Hecke Operators and Eigenforms
Hecke operators are a commuting family of linear operators on spaces of modular forms whose simultaneous eigenforms have multiplicative Fourier coefficients, turning modular forms into a source of Euler products and arithmetic L-functions.
Definition
Hecke operators are linear endomorphisms of a space of modular forms, indexed by positive integers, that average a form over sublattices; an eigenform is a modular form that is a simultaneous eigenvector for all Hecke operators.
Scope
This topic covers the definition of Hecke operators on modular forms, their commutativity and self-adjointness under the Petersson inner product, the resulting diagonalization of cusp form spaces into simultaneous eigenforms, the multiplicativity and recursion satisfied by the Fourier coefficients of normalized eigenforms, the theory of oldforms and newforms (Atkin-Lehner theory) for higher levels, and Ramanujan's tau function as the prototypical eigenform coefficient.
Core questions
- How are Hecke operators defined, and why do they commute and preserve spaces of modular forms?
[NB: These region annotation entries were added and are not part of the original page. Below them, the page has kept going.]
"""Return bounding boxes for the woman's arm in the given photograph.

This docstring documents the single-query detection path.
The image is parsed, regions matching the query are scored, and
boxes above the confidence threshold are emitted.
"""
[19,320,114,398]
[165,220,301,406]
- Why does self-adjointness under the Petersson inner product guarantee a basis of simultaneous eigenforms?
- How does being a normalized eigenform force the Fourier coefficients to be multiplicative and satisfy a prime-power recursion?
- What distinguishes newforms from oldforms at higher level, and how does Atkin-Lehner theory organize them?
Key theories
- Commuting self-adjoint Hecke operators
- The Hecke operators commute and are self-adjoint with respect to the Petersson inner product on cusp forms, so by the spectral theorem the space has an orthogonal basis of simultaneous eigenforms.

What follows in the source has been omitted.